The purpose of this talk will be to introduce a very simple, yet fascinating, mathematical model which will undergo such a phase transition. This model, called percolation, can be defined roughly as follows (more details will be given in the talk): consider the square grid in the plane, usually denoted by Z^2 (but you may also think of an infinite chessboard), and keep each edge of this grid independently with probability p (where p is some fixed parameter in the interval [0,1]). If p=1/2, this means that for each edge, one tosses a fair coin to decide whether one keeps that edge or not. If p<1/2, one would have to use a biased coin instead. Just to picture a little bit what this means: the higher p is, the denser the graph is (in fact the proportion of edges that are kept is given by the parameter p, usually called the “intensity”). The striking fact about this simple probabilistic model is that there exists a critical “temperature”0<p_c<1 such that when the intensity p is below p_c, then all the connected components of the random graph thus created are finite, while if p>p_c there is a unique infinite connected component.
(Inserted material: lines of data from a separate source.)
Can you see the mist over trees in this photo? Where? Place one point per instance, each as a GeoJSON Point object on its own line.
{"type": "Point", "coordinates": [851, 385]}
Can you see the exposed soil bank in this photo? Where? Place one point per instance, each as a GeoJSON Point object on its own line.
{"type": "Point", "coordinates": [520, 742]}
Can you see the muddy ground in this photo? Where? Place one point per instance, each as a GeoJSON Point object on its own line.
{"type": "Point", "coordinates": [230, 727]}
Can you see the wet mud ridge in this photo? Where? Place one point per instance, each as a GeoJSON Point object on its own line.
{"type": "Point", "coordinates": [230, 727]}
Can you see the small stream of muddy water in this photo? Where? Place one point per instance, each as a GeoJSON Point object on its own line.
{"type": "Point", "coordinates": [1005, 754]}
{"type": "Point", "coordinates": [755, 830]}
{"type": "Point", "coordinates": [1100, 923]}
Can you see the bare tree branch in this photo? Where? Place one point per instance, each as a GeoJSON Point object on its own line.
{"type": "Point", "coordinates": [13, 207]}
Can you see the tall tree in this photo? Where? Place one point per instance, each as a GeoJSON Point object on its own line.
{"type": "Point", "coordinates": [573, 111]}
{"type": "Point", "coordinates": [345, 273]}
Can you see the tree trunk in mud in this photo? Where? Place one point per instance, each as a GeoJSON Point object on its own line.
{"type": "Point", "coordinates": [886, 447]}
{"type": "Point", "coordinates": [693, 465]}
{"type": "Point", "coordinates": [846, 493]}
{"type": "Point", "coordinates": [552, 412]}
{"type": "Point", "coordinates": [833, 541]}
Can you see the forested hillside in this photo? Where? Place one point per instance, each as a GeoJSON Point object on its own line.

“From complex numbers to quaternions and beyond” by Valentin Ovsienko
Algebra? Geometry? Number theory?
Let us call this subject simply : mathematics. The main goal of these lectures is to explain why do mathematicians invent “complicated” algebraic structures. Our main character will be the algebra of quaternions. Invented by Sir William Hamilton in 1843, quaternions extend complex numbers. But, unlike usual numbers, the algebra of quaternions is non-commutative that makes it more complicated.
Non-commutative? Are we sure? We will see that the algebra of quaternions is, in fact, commutative if we understand what the commutativity really means.
“Polytope algebra” by Gaiane Panina
We will gradually build up a beautiful algebraic object based on purely geometric objects — the polytope (graded) algebra developed by Peter McMulen.
That is, we will introduce addition, multiplication, and even such crazy things as exponent and logarithm for polytopes.
This construction has helped to prove the f-vector problem (I’ll try to hint how) and is directly related to the Chow rings of algebraic toric varieties (this is beyond our course).
Surprisingly, there are no prerequisites. However, it is nice if you know what an abelian (that is, commutative) group, a ring, and the (graded) algebra of polynomials are.
“Kolmogorov complexity and algorithmic information theory” by Alexander Shen
It is usual to measure the amount of information in a message in bits. However, just the number of bits is not a good measure: message in 8-bit/char encoding and 16-bit/char have essentially the same information content even if the second one has twice more bits. More natural approach is to measure the “compressed size” of a message, but this depends on the compression technique; there are many compressor algorithms and none of them is “the right one”. Andrei Kolmogorov and others (R.Solomonoff, and later G.Chaitin) found that one still have reasonably invariant definition of information content (=algorithmic complexity) and there is a rich theory around this notion. It also allows us to address the philosophical question: what is randomness? why we reject the fair coin hypothesis if we see 0101…0101 (1000 alternating bits) but some other sequence of 1000 bit may look plausible as the outcome of coin tossing? (Note that any two bit strings of length 1000 have the same probability if the coin is symmetric and coin tossings are independent).
“Circle Packing and Spontaneous Geometry” by Ken Stephenson
Abstract: The topic of “circle packing” is about configurations of circles having specified patterns of tangency. You can specify how many circles you want and which of them are tangent to which others, and then — quite amazingly — find radii and centers for the circles so that they fit together in exactly the desired pattern!
Note that the pattern is combinatorial information, specified via a graph. The circles do an involved dance, adjusting radii until each can fit with its prescribed neighbors, and when they have finished,
their layout gives us geometric information. This is “spontaneous” in that each circle worries only about itself and its immediate neighbors, yet the resulting configuration has rigid global consequences. The connection between combinatorics and packing geometry is what we will study. Fortunately, the software CirclePack does the work of computing and displaying the results, providing an open experimental platform for investigating this fascinating interplay between combinatorics and geometry.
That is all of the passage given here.